MCC argues Canyon View is not a business establishment because it is a non-profit school. (MSA, p. 9:5-10.) But Canyon View’s non-profit status is not controlling as a non-profit may be deemed a business establishment if “it has some significant resemblance to an ordinary for-profit business.” (California Lutheran, supra, 170 Cal.App.4th at p. 839.)
MCC’s separate statement identifies three undisputed material facts. First, Canyon View is a non-profit, non-public school that provides K-12 educational services to students with learning disabilities, behavior disorders, emotional disturbance, autism, and developmental delays. (DSSUF[2], ¶ 1.) Second, Canyon View is owned and operated by MCC. (DSSUF, ¶ 2.) Third, MCC is a California non-profit 501(c)(3) corporation. (DSSUF, ¶ 3.) However, none of these facts address whether MCC and Canyon View operate like a for-profit business. Undisputed material facts “must appear in the separate statement or be disregarded.” (Parkview Villas Assn., Inc. v. State Farm Fire & Casualty Co. (2005) 133 Cal.App.4th 1197, 1214 (Parkview Villas); see also County of Santa Clara v. Atlantic Richfield Co. (2006) 137 Cal.App.4th 292, 331 & fn. 16.)
The court also notes Plaintiff’s separate statement is defective. At least thirteen of Plaintiff’s undisputed statements of fact cite to a 23-page deposition transcript or a 7-page deposition transcript without properly providing citations, including the transcript page number and line numbers for each supporting statement as required by Rule 3.1350, subdivision (f) of the California Rules of Court. (PSSUF, ¶ 5, 12, 13, 14, 15, 16, 17, 18, 19, 20, 21, 22, 23.) As the Second District Court of Appeal acknowledges, such “[o]verly general references to supporting evidence . . . may place an undue burden on busy trial courts [Citation] and need not be tolerated.” (Parkview Villas, supra, 133 Cal.App.4th at p. 1214.)

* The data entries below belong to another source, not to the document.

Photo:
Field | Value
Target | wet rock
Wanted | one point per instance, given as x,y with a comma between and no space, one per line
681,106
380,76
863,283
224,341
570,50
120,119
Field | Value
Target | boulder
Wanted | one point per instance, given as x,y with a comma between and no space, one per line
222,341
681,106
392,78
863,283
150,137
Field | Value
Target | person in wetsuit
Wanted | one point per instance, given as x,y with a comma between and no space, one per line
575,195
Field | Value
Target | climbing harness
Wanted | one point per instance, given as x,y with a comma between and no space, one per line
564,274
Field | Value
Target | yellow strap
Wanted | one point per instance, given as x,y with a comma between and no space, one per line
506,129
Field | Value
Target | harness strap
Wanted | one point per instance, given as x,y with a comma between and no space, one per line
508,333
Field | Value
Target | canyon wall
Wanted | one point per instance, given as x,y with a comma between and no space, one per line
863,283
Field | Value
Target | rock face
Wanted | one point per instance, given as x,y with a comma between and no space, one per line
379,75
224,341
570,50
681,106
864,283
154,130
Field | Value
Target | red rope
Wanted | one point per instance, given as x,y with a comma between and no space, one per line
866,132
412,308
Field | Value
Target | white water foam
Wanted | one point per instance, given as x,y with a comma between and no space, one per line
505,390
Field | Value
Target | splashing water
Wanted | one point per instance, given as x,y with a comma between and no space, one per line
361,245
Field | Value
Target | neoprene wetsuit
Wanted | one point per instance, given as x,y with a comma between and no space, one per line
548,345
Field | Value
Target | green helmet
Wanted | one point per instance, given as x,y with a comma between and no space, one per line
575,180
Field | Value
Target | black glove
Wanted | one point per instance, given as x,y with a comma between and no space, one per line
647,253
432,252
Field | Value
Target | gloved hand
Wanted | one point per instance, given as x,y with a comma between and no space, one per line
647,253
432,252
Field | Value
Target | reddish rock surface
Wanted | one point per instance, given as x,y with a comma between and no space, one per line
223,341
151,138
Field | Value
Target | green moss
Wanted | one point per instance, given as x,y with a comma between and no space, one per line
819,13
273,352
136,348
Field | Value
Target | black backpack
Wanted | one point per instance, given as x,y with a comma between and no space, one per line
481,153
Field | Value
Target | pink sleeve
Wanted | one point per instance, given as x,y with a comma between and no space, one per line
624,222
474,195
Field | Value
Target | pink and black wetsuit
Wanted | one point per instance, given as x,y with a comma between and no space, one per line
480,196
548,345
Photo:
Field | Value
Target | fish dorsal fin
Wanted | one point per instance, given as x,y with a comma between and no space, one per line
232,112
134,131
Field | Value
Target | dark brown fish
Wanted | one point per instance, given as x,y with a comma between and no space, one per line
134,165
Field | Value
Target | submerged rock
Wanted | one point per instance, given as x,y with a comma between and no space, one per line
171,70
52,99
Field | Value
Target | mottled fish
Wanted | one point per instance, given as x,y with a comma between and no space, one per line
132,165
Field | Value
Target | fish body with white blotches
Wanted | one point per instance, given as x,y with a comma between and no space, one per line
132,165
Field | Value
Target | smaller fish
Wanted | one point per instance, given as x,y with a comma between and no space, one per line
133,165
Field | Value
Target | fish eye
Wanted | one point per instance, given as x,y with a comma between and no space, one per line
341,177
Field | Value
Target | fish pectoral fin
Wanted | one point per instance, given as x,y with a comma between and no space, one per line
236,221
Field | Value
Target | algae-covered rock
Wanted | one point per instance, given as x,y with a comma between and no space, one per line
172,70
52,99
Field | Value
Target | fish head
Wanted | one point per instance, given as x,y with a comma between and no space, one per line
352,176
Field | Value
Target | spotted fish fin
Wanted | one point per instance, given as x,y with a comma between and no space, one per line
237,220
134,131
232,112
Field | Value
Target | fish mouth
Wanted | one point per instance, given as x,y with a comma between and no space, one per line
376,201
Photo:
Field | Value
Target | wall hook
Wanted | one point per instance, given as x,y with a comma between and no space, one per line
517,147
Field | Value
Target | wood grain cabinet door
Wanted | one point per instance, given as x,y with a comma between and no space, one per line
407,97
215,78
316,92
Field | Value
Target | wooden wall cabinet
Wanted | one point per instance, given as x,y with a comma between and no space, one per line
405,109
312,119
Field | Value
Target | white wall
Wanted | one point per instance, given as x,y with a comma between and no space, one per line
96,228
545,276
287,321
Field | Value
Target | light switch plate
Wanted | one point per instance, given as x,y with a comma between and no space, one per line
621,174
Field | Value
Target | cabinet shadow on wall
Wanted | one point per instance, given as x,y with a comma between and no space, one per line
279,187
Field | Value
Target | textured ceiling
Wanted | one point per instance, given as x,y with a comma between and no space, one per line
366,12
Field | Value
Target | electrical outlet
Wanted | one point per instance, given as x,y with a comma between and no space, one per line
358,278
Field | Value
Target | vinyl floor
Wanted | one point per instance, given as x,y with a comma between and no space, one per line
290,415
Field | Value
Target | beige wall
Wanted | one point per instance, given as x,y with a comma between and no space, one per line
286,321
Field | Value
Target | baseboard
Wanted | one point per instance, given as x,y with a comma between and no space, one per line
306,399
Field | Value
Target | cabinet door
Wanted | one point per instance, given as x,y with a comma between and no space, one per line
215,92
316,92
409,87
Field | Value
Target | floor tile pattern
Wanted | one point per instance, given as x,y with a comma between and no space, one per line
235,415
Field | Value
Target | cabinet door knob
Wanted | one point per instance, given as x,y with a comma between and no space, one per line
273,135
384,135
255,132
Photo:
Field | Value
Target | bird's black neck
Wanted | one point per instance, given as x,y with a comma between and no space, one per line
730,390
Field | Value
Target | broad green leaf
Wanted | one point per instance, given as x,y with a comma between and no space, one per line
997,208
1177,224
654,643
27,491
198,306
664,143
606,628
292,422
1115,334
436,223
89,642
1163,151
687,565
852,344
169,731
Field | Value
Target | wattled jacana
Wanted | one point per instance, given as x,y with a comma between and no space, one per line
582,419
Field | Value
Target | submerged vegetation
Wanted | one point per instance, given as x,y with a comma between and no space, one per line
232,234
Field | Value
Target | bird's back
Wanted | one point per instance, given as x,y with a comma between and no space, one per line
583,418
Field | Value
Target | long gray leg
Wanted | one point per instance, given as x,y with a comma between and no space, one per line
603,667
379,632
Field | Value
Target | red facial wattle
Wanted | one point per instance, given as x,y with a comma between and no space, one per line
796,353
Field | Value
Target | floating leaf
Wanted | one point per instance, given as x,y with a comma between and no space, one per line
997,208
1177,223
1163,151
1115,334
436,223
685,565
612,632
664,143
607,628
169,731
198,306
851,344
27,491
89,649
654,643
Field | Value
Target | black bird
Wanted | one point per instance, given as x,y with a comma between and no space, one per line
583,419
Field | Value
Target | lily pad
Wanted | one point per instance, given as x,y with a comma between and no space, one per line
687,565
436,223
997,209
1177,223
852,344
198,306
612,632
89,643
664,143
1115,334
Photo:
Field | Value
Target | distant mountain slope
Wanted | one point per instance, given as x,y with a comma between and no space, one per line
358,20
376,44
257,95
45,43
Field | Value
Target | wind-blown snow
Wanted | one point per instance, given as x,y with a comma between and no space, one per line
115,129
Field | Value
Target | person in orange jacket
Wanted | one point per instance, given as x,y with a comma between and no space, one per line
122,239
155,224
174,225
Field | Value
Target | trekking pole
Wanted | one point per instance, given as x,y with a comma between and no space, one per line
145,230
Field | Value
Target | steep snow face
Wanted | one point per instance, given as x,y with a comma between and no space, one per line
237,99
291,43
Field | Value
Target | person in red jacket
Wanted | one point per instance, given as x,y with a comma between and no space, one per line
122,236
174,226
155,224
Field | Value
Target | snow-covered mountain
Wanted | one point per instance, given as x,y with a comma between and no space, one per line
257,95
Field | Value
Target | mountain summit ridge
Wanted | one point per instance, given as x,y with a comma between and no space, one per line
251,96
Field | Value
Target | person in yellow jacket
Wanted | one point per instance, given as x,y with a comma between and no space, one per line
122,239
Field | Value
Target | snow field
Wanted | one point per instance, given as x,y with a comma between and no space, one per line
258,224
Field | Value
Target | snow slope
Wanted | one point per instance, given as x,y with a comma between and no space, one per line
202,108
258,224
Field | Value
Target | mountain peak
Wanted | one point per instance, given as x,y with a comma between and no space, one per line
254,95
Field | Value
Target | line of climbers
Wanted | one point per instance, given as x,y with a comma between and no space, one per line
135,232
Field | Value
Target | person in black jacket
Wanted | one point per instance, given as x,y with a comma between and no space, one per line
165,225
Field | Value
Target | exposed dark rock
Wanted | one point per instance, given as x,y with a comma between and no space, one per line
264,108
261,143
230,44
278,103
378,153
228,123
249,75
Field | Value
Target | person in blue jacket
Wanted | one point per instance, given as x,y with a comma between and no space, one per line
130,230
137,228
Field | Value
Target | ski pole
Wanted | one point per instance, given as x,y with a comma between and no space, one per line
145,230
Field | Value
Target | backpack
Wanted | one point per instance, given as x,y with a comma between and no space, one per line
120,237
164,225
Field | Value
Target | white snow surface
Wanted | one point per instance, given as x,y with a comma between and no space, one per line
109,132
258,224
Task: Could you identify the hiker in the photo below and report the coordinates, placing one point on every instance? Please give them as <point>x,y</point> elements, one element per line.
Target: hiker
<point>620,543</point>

Despite the deficiencies in Plaintiff’s opposing separate statement, the court finds MCC failed to carry the initial burden of establishing why they are entitled to summary adjudication of Plaintiff’s UCRA cause of action as a matter of law. While MCC established they are a non-profit school providing services to a subset of the general student population, the court cannot determine if MCC operates as a business because MCC failed to provide any facts in the separate statement that establish (1) how they operate, (2) how they are funded, (3) how their relationship with WCUSD works, and (4) how students are admitted. The mere fact that they are a non-profit is insufficient as non-profits may still be business establishments. (California Lutheran, supra, 170 Cal.App.4th at p. 839; Isbister, supra, 40 Cal.3d at p. 81, 84.)
Accordingly, MCC’s motion for summary adjudication is DENIED.
CONCLUSION
Based on the foregoing, the court DENIES MCC’s motion for summary adjudication on Plaintiff’s UCRA claim.